Sectors of society in the richer nations are also defended against the claim that their consumerism is responsible for the danger we are in. “In 2009, 43.6 million Americans lived on incomes below the official poverty line. If anyone is consuming the world into ecological catastrophe, it isn’t them.” The income disparities in the developed countries today are huge. The 147 individuals who topped the 2002 Forbes “World’s Richest People” list had total wealth equal to the total annual income of three billion people, half of the world’s population.

The authors let George Monbiot say what they are honing in on:

“It’s time we had the guts to name the problem. It’s not sex; it’s money. It’s not the poor; it’s the rich.”

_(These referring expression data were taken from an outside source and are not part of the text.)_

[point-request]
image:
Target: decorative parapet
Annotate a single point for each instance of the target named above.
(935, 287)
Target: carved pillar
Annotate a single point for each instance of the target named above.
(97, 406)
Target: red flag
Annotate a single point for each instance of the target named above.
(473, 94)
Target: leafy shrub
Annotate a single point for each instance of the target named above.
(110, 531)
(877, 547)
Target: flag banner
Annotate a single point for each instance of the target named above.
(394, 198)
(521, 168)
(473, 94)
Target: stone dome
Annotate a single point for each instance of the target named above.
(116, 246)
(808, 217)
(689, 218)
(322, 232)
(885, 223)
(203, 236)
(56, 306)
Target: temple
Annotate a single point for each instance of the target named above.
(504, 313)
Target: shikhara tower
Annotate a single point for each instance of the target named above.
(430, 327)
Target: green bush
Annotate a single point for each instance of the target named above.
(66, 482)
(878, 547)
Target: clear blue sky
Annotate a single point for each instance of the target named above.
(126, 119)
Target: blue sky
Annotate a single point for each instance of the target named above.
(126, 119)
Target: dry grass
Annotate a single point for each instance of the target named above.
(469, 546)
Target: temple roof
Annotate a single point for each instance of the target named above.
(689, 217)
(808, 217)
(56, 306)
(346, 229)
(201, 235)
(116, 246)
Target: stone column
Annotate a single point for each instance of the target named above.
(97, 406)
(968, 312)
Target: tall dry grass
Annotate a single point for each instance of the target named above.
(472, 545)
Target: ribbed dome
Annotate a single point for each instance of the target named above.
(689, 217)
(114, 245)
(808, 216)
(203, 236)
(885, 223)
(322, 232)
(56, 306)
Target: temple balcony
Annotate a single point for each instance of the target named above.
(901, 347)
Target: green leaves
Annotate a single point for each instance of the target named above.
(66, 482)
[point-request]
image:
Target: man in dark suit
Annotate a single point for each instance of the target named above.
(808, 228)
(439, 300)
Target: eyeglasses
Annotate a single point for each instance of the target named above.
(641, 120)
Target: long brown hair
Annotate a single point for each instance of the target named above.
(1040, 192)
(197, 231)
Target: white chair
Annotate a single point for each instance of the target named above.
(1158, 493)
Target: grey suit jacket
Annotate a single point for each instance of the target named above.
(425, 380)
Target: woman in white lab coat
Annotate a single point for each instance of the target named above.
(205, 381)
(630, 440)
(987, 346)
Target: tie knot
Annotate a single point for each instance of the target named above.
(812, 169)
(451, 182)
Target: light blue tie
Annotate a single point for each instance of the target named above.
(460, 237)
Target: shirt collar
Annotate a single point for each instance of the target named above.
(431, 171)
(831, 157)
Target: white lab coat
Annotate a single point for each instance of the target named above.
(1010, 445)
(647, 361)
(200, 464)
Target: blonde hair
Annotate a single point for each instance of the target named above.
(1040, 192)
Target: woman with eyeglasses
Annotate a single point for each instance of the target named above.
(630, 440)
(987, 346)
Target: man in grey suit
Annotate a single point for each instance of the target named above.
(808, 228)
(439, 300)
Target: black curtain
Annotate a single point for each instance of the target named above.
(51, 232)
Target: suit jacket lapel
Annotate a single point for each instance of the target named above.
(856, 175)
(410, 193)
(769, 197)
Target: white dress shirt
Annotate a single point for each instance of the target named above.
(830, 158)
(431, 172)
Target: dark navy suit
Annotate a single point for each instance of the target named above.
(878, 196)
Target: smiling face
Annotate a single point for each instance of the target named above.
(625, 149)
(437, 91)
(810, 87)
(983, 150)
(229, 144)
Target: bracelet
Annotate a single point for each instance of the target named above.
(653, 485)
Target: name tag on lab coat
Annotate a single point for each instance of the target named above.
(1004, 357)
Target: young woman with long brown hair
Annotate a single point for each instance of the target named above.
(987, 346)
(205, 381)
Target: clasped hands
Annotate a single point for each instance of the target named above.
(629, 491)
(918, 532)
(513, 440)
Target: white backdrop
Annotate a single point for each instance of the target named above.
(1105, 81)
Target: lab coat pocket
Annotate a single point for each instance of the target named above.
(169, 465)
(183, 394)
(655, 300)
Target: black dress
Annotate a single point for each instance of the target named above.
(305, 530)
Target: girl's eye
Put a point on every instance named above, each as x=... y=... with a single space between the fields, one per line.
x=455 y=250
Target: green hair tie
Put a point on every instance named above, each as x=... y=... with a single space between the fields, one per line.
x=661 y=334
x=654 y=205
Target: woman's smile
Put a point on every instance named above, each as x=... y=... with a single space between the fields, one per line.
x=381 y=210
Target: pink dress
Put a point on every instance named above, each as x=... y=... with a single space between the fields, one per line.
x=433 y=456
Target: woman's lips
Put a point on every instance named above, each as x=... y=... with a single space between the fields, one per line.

The individual greed and gluttony of some of the rich is distressing enough, but it is their ownership of ecocidal organisations and institutions which causes the worst damage. Corporations are the drivers of the consumer society, relentless in their drive for growth, their stimulation of a sense of need through advertising, their waste on a gigantic scale. Fossil fuels are the very basis of the power of the corporate world. And the book includes the military as the biggest polluter on earth.

So it’s not population growth that is the cause of our ecological troubles. It is capitalism’s need for growth. To focus on overpopulation is to divert attention from the real environmental vandals.

The book argues its case vigorously and interestingly, though its rigour seems excessive at times. I refuse to regard Lester Brown or Jeffrey Sachs as populationists, for instance, in the sense in which the book defines the term, yet they are so accused. They and others like them are certainly concerned that the world’s human population should level off, as I am, but I don’t see in their writing the facile argument that overpopulation in poorer countries is the cause of our environmental dangers. The book comes up with some real enough and alarming enough examples of such attempts to shift the responsibility which belongs to the developed societies, and rightly exposes them, but it also does some tilting at windmills when it turns on people who would for the most part agree with the contention that we need governments who will move immediately to transform the most destructive features of capitalism. The prescriptions that the book provides are not confined to the eco-socialist position the authors represent, and where common ground exists it strikes me as sensible to occupy it in mixed company.

What I would judge to be their common ground prescriptions include rapidly phasing out fossil fuels and replacing them with clean energy sources such as wind, geothermal, wave, and, above all, solar power; actively supporting farmers to convert to ecological agriculture; introducing free and efficient public transport networks; restructuring existing extraction, production, and distribution systems to eliminate waste, planned obsolescence, pollution, and manipulative advertising; retrofitting existing homes and buildings for energy efficiency, and establishing strict guidelines for green architecture in all new structures; ensuring universal availability of high-quality health services, including birth control; launching extensive reforestation and biodiversity programs. Other prescriptions such as the cessation of military operations may be more divisive, but there’s plenty here that can unite people of different political persuasions.

However, the authors from their political perspective provide an ever-necessary reminder that the world’s poor are the first victims of ecological disaster, not the cause. And that is a fact which is receiving far too little attention from the more powerful countries. Over-population may be a matter which needs addressing, as the writers themselves somewhat reluctantly allow, but it’s not up there with the urgent requirement to fashion economies which no longer use fossil fuel energy and which respect the ecologies within which they function.

1 Comment

  • I agree with Bryan Walker’s position as expressed in this review. An endless increase in the human population is untenable but to directly link our current numbers with our present environmental woes is an attempt to obscure the real source of our environmental problems and that source is without doubt the consumer society fostered by Capitalism.